С детства для меня не было ничего страшней темноты, а теперь, ночью, я должен был ползти метров семьсот к реке, спрятаться в черемушнике и следить за противоположным берегом. Конечно, никто не знал, что я боюсь темноты (особенно если никого нет рядом). Однако сам-то я прекрасно знал это. Но делать было нечего: приказ есть приказ.

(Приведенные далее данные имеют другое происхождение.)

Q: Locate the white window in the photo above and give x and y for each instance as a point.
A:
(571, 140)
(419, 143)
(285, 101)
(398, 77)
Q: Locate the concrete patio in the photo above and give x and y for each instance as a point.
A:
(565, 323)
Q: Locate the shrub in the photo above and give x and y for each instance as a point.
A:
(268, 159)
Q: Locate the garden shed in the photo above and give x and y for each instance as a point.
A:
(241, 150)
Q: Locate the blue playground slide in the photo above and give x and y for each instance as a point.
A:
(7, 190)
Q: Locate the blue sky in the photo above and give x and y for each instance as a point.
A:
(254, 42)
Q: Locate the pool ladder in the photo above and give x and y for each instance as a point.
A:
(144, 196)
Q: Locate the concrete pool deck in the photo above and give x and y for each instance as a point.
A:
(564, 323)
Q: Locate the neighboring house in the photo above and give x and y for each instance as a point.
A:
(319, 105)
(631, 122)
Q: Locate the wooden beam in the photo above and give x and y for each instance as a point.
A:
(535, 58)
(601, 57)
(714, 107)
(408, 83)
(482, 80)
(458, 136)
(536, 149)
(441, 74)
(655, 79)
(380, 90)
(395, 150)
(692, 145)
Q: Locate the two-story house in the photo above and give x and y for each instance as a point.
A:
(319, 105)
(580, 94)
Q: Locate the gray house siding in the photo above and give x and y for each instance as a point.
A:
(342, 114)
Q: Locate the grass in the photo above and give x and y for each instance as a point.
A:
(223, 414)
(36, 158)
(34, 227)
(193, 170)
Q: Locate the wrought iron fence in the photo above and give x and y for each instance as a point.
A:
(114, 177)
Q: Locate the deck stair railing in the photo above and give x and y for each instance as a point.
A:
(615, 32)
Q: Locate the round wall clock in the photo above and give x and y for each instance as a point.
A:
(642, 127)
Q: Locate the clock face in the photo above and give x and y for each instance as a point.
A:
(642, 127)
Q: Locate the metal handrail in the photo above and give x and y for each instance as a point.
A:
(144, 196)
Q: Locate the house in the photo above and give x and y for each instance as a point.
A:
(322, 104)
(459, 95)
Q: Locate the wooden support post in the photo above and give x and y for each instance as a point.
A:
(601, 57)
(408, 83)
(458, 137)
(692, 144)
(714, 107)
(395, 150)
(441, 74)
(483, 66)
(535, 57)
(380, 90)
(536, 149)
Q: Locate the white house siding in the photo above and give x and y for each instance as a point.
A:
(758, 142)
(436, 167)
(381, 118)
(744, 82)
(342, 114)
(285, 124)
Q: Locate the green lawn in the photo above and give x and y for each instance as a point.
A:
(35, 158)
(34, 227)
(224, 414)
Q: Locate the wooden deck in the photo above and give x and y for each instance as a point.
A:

Странно, когда я выбрался из траншеи и пополз в направлении реки, я чувствовал в себе какую-то яростную решимость, которой сам от себя не ожидал. Я полз и повторял про себя: «Ты меня нарочно, нарочно послал! Но я тебе докажу, докажу!» В том, что Сидорин послал меня нарочно, я не сомневался ни секунды – это было ясно по той на первый взгляд безобидной реплике, которая понятна только нам двоим.

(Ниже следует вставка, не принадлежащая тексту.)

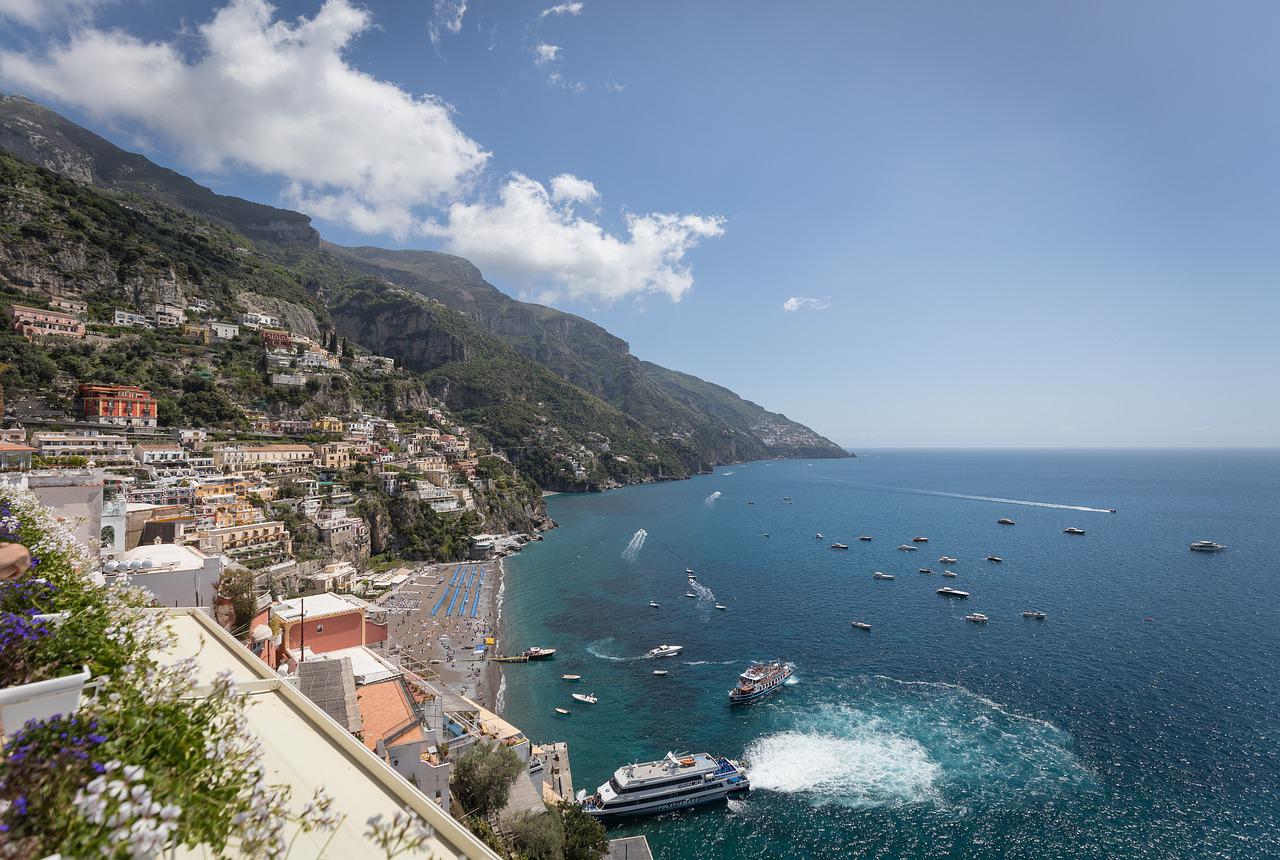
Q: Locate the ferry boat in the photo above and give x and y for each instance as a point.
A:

С автоматом в правой руке и фонариком в левой я полз по холодной ночной земле, и воспоминания сами собой всплывали в возбужденном сознании. Странный получился тогда привет сержанту «Ване Сидорину»! Перед самоподготовкой он вдруг вызвал меня к себе:

– Рядовой Костоусов, объясните, откуда вы знаете Веру?

– Какую Веру? – не понял я.

– В вашем возрасте, суворовец Костоусов, рановато заниматься амурными делами. И потом, кто вам разрешил покидать территорию расположения подразделения?

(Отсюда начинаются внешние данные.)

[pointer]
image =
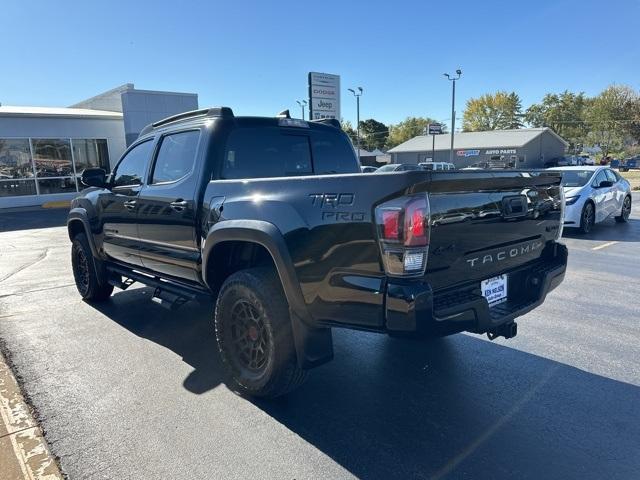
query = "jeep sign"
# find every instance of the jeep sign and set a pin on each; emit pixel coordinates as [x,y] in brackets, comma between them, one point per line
[324,96]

– Какую… территорию? – Я все еще ничего не понимал.

– Ах, суворовец Костоусов, суворовец Костоусов! Сегодня в 18.00 я наблюдал на том берегу вас с девушкой. Припоминаете такой факт?

– Разрешите доложить, товарищ сержант! Девушка передает вам горячий привет! Она так показала: передай, говорит, Ване Сидорину привет, Ване привет передай…

– Вот оно даже как! Сержант дожил до того, что получает приветы от девушки через рядового Костоусова?! Рядовой Костоусов, два наряда вне очереди за нарушение воинской дисциплины!

– Есть… – вяло взял я под козырек.

Занятый воспоминаниями, я почти не заметил, как добрался до реки. Если бы берег, густо заросший черемушником, не был так хорошо знаком мне, я бы, наверное, умер от страха. Одно дело, когда я полз, был в постоянном движении, другое – когда спрятался в кустах, замер, затих. Вместе со мной, казалось, замерли во мне и мысли.

Темной ночью, когда даже луна бессильна в борьбе с темнотой, я оказался у реки в первый раз. Днем, а особенно вечерами, я здесь бывал часто, но Вера, как назвал ее сержант Сидорин, появлялась все реже и реже. Переходить реку я уже больше не решался, я просто сидел и смотрел, как Вера купается. Один раз я не выдержал и закричал: «Ве-е-ера-а!..» Она встрепенулась, вгляделась в наш берег, но, наверное, не узнала меня или приняла за кого-нибудь другого. Вяло махнула рукой, разочарованно повернулась и, даже не накинув халатика, а просто перекинув его через плечо, побрела от реки.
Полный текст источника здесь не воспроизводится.